You Never Know How the Day Will Work Out
Did you hear about the Tennessee state trooper who delivered a baby last week on Interstate 40 near Dickson, Tenn.?
The mother-to-be was being driven to the hospital by a friend when she went into labor right smack dab in the middle of the the interstate.
I’ve been on that stretch of road. You’re pretty much on your own out there.
I read about it in a post on the highway patrol’s Facebook page.
First of all, and most importantly, the mother and child are doing fine. The post even included a photo of the trooper posing with the mother in the hospital.
They looked as happy as clams.
If you ask me, the trooper deserves a medal or a truckload of cash or something.
Don’t email me, ladies, because no, I can’t even imagine what was going through the mother’s head when she found herself in that condition out there on a rural interstate somewhere.
The highway patrol said the trooper is a former emergency medical technician, and that training and experience certainly helped him somewhat.
But come on.
Can you imagine being a cop and getting called to deliver a baby on the shoulder of the interstate?

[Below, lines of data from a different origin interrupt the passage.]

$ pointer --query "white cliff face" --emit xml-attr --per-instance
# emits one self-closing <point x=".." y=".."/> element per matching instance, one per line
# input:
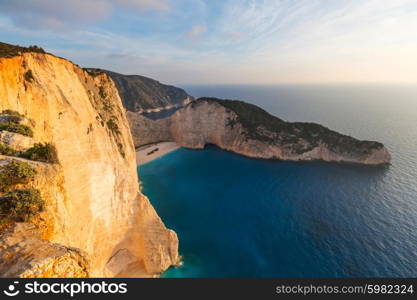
<point x="209" y="122"/>
<point x="93" y="201"/>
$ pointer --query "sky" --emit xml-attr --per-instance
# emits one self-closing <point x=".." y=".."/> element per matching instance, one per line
<point x="226" y="41"/>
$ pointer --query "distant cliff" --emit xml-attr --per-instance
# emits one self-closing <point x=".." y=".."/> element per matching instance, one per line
<point x="70" y="200"/>
<point x="139" y="93"/>
<point x="249" y="130"/>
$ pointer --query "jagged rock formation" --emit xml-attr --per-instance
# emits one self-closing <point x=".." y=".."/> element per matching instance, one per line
<point x="139" y="93"/>
<point x="248" y="130"/>
<point x="23" y="253"/>
<point x="93" y="204"/>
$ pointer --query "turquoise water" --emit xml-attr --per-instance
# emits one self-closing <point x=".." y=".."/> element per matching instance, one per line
<point x="241" y="217"/>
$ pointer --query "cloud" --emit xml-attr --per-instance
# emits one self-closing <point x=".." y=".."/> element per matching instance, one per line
<point x="141" y="5"/>
<point x="56" y="15"/>
<point x="196" y="32"/>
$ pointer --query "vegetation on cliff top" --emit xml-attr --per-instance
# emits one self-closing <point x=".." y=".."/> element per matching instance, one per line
<point x="14" y="173"/>
<point x="10" y="121"/>
<point x="254" y="120"/>
<point x="41" y="152"/>
<point x="20" y="205"/>
<point x="17" y="128"/>
<point x="7" y="50"/>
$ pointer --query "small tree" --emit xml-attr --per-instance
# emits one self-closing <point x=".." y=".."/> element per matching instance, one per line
<point x="42" y="152"/>
<point x="21" y="205"/>
<point x="16" y="172"/>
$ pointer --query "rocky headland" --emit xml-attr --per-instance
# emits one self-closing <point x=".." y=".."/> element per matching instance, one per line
<point x="249" y="130"/>
<point x="70" y="200"/>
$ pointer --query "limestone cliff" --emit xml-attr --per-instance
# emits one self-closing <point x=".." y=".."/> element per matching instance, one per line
<point x="248" y="130"/>
<point x="140" y="93"/>
<point x="94" y="211"/>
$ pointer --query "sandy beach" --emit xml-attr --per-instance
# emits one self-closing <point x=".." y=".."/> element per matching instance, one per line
<point x="150" y="152"/>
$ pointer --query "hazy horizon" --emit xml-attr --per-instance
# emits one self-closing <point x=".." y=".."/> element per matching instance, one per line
<point x="197" y="42"/>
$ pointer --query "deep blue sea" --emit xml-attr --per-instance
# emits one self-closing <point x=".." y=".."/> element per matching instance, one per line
<point x="241" y="217"/>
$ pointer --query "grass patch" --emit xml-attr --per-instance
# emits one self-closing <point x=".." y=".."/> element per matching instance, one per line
<point x="21" y="205"/>
<point x="14" y="173"/>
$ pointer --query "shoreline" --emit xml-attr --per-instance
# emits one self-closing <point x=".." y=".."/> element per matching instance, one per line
<point x="151" y="152"/>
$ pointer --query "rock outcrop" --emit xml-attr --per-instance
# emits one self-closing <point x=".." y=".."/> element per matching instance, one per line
<point x="93" y="204"/>
<point x="248" y="130"/>
<point x="140" y="93"/>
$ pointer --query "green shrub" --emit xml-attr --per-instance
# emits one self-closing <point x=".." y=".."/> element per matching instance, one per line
<point x="7" y="50"/>
<point x="112" y="125"/>
<point x="11" y="112"/>
<point x="17" y="128"/>
<point x="16" y="172"/>
<point x="102" y="92"/>
<point x="6" y="150"/>
<point x="21" y="205"/>
<point x="29" y="76"/>
<point x="42" y="152"/>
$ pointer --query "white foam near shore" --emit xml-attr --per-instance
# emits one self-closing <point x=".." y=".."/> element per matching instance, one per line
<point x="150" y="152"/>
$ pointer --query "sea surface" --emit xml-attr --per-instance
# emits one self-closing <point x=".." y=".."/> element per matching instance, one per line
<point x="241" y="217"/>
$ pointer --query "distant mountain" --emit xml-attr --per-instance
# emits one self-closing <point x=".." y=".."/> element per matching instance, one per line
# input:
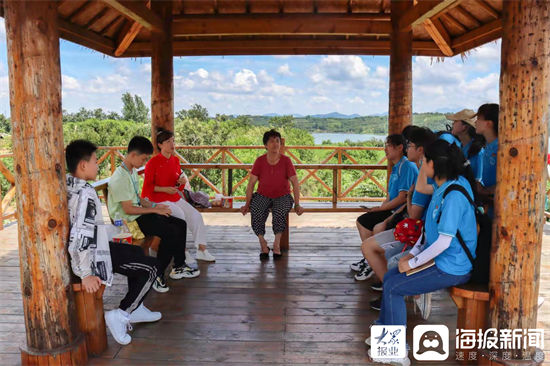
<point x="336" y="115"/>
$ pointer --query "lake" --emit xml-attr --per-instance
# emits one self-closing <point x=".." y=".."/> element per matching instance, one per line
<point x="341" y="137"/>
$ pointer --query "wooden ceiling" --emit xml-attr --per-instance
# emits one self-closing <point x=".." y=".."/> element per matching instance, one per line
<point x="123" y="28"/>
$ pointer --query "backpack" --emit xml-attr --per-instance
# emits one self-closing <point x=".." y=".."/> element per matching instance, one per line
<point x="481" y="264"/>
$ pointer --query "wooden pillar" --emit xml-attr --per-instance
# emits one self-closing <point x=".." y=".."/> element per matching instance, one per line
<point x="400" y="98"/>
<point x="521" y="167"/>
<point x="162" y="68"/>
<point x="52" y="335"/>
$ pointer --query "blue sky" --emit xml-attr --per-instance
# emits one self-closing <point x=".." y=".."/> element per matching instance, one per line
<point x="273" y="84"/>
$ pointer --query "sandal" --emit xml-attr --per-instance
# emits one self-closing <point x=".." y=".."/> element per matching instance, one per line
<point x="265" y="256"/>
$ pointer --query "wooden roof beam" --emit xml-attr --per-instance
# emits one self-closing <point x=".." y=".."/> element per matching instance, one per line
<point x="85" y="37"/>
<point x="439" y="34"/>
<point x="478" y="36"/>
<point x="281" y="47"/>
<point x="257" y="24"/>
<point x="423" y="10"/>
<point x="138" y="12"/>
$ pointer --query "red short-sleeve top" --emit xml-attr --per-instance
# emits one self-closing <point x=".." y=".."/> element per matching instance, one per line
<point x="163" y="172"/>
<point x="273" y="179"/>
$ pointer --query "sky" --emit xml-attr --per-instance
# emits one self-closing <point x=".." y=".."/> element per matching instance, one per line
<point x="260" y="85"/>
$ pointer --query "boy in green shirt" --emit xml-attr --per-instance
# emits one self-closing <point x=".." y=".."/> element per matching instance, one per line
<point x="153" y="219"/>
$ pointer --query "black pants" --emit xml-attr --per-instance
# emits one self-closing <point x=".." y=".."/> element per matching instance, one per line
<point x="141" y="270"/>
<point x="259" y="210"/>
<point x="370" y="219"/>
<point x="173" y="236"/>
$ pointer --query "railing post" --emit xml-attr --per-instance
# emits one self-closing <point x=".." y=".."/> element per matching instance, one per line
<point x="335" y="187"/>
<point x="223" y="175"/>
<point x="230" y="182"/>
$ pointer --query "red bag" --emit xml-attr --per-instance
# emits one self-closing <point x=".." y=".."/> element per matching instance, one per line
<point x="408" y="231"/>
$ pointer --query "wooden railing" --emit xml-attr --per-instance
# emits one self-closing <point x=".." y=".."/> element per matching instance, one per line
<point x="226" y="158"/>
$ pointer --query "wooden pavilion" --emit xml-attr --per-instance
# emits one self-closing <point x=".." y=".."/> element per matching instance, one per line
<point x="162" y="29"/>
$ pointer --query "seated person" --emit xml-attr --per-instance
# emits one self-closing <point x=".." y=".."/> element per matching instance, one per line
<point x="403" y="176"/>
<point x="164" y="183"/>
<point x="93" y="257"/>
<point x="152" y="219"/>
<point x="444" y="219"/>
<point x="272" y="171"/>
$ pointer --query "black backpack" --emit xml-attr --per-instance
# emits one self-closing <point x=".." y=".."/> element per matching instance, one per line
<point x="481" y="264"/>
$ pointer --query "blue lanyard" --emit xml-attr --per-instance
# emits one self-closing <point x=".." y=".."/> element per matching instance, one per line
<point x="134" y="183"/>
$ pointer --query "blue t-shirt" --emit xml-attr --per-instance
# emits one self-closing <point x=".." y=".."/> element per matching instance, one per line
<point x="403" y="175"/>
<point x="488" y="172"/>
<point x="456" y="214"/>
<point x="422" y="199"/>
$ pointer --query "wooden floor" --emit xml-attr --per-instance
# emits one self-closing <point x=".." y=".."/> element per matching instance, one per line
<point x="303" y="309"/>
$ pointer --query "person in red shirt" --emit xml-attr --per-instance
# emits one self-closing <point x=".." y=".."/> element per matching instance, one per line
<point x="163" y="183"/>
<point x="273" y="171"/>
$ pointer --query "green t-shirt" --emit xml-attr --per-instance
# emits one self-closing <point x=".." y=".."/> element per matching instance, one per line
<point x="121" y="188"/>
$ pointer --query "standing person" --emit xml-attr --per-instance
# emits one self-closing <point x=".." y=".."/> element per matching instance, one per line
<point x="272" y="171"/>
<point x="163" y="183"/>
<point x="472" y="143"/>
<point x="93" y="257"/>
<point x="152" y="219"/>
<point x="446" y="218"/>
<point x="487" y="125"/>
<point x="403" y="176"/>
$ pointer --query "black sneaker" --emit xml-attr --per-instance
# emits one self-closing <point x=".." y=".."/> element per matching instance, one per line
<point x="358" y="266"/>
<point x="160" y="285"/>
<point x="365" y="274"/>
<point x="377" y="286"/>
<point x="376" y="304"/>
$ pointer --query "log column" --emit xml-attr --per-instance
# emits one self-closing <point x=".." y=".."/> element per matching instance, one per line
<point x="400" y="98"/>
<point x="521" y="169"/>
<point x="35" y="98"/>
<point x="162" y="78"/>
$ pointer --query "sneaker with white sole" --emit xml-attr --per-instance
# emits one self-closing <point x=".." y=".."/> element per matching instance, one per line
<point x="144" y="315"/>
<point x="359" y="265"/>
<point x="424" y="303"/>
<point x="160" y="285"/>
<point x="204" y="255"/>
<point x="184" y="272"/>
<point x="392" y="361"/>
<point x="365" y="274"/>
<point x="118" y="323"/>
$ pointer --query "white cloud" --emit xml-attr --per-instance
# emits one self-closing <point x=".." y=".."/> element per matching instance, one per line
<point x="284" y="70"/>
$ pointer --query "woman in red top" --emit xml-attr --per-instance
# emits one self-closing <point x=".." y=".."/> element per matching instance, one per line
<point x="273" y="171"/>
<point x="162" y="184"/>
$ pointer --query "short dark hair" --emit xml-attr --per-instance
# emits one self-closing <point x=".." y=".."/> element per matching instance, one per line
<point x="396" y="140"/>
<point x="141" y="145"/>
<point x="269" y="134"/>
<point x="77" y="151"/>
<point x="422" y="137"/>
<point x="163" y="135"/>
<point x="489" y="112"/>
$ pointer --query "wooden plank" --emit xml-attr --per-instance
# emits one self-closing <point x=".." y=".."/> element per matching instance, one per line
<point x="138" y="12"/>
<point x="439" y="34"/>
<point x="85" y="37"/>
<point x="424" y="10"/>
<point x="258" y="24"/>
<point x="471" y="39"/>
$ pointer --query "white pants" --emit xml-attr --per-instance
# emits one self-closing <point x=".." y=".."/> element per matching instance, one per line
<point x="183" y="210"/>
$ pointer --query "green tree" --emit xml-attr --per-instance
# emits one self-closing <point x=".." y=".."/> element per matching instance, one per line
<point x="133" y="108"/>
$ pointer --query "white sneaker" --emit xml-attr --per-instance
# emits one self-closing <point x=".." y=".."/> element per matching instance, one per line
<point x="204" y="255"/>
<point x="144" y="315"/>
<point x="184" y="272"/>
<point x="392" y="361"/>
<point x="118" y="323"/>
<point x="424" y="303"/>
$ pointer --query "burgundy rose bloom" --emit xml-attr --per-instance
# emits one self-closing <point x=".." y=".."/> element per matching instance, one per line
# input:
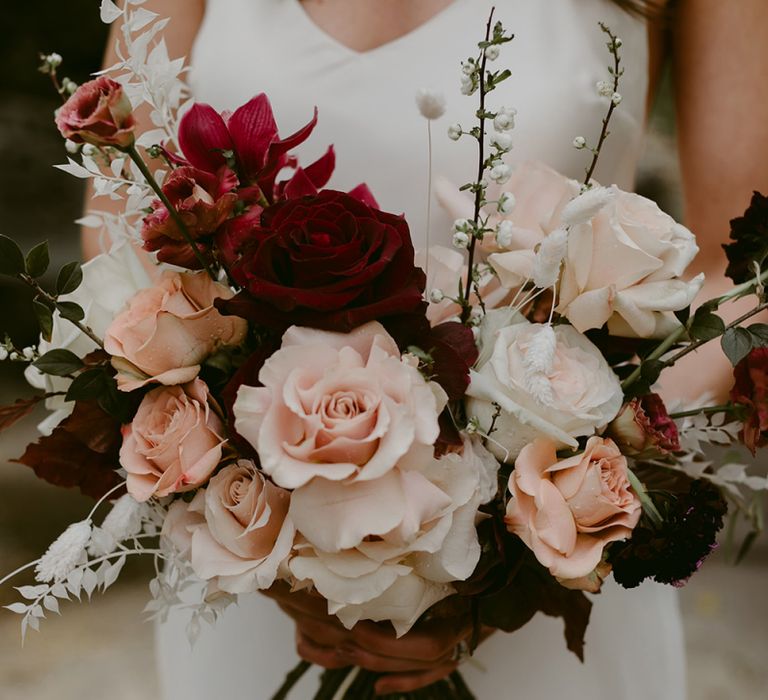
<point x="251" y="137"/>
<point x="204" y="202"/>
<point x="327" y="261"/>
<point x="750" y="390"/>
<point x="98" y="113"/>
<point x="643" y="425"/>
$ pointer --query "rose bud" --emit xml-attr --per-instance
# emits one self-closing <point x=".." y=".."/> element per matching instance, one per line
<point x="643" y="425"/>
<point x="99" y="113"/>
<point x="750" y="390"/>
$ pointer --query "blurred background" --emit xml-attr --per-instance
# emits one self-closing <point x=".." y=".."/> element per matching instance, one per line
<point x="105" y="644"/>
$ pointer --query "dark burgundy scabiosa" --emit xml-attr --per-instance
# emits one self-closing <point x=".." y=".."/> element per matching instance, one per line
<point x="750" y="390"/>
<point x="327" y="261"/>
<point x="204" y="201"/>
<point x="673" y="552"/>
<point x="643" y="426"/>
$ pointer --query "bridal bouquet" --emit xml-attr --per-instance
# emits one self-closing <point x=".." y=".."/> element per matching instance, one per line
<point x="285" y="391"/>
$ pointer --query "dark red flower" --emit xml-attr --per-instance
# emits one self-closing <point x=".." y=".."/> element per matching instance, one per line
<point x="204" y="201"/>
<point x="643" y="426"/>
<point x="99" y="113"/>
<point x="750" y="390"/>
<point x="251" y="137"/>
<point x="327" y="261"/>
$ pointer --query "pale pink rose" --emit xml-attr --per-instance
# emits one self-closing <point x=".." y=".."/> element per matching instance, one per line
<point x="167" y="330"/>
<point x="235" y="531"/>
<point x="445" y="268"/>
<point x="337" y="405"/>
<point x="567" y="511"/>
<point x="624" y="268"/>
<point x="390" y="548"/>
<point x="99" y="113"/>
<point x="174" y="442"/>
<point x="540" y="194"/>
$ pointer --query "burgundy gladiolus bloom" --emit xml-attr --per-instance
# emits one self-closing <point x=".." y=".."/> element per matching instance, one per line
<point x="250" y="134"/>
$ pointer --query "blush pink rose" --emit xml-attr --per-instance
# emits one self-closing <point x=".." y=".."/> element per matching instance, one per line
<point x="567" y="511"/>
<point x="235" y="530"/>
<point x="169" y="329"/>
<point x="174" y="442"/>
<point x="337" y="405"/>
<point x="99" y="113"/>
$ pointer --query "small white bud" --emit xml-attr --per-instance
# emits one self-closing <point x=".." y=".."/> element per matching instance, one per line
<point x="436" y="296"/>
<point x="431" y="103"/>
<point x="500" y="173"/>
<point x="504" y="234"/>
<point x="579" y="142"/>
<point x="502" y="140"/>
<point x="506" y="203"/>
<point x="460" y="239"/>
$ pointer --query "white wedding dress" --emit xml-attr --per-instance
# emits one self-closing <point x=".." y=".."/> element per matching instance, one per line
<point x="634" y="645"/>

I would have probably radioed back and asked if there wasn’t a busload of escaped armed fugitives or maybe a nuclear waste spill I could go to instead.
I’ve witnessed a birth — and not even from the business end — and it is a stressful experience in the best of conditions. Again, don’t email me. I realize fully I was merely a bystander.
Well, that’s not exactly true. The doctor let me cut the umbilical cord, and I came within an inch of cutting my newborn son’s toe off.
You will find that difficult to believe, but it’s true.
And the birth I witnessed — uh, I mean participated in — was in a hospital with doctors and nurses and all those machines that beep and have those little moving lines on the screens.
And there was an epidural.
Did the trooper stop by Sonic and get some ice chips then whiz by the dollar store for towels and some Tylenol as he was on his way?
And where did the boiling water come from? Because we all know from every TV drama ever aired, you’ve got to have boiling water when you deliver a baby on the side of the road.
I’ve never seen what’s in the trunk of a state trooper’s vehicle, but I don’t imagine there’s a whole ton of baby delivering stuff back there.
… let’s see here, AR-15, bulletproof vest, traffic cones, speed gun…. Where is that IV pole and fetal monitor? They just don’t seem to be in here. Hey, a raincoat! That might come in handy. And we can wrap the little fellow up in this crime scene tape.
I would’ve accidentally tased myself.
I can see the headline now. “Officer delivers baby before committing accidental self-inflicted tasing.”
Cops come under all sorts of scrutiny these days. Actually, they alway have.
Sometimes it’s warranted, and sometimes it’s not.
But I cannot even fathom doing something like this. The highway patrol said, “to say we are proud of him would be a tremendous understatement.”
I couldn’t agree more. This truly is our tax dollars at work.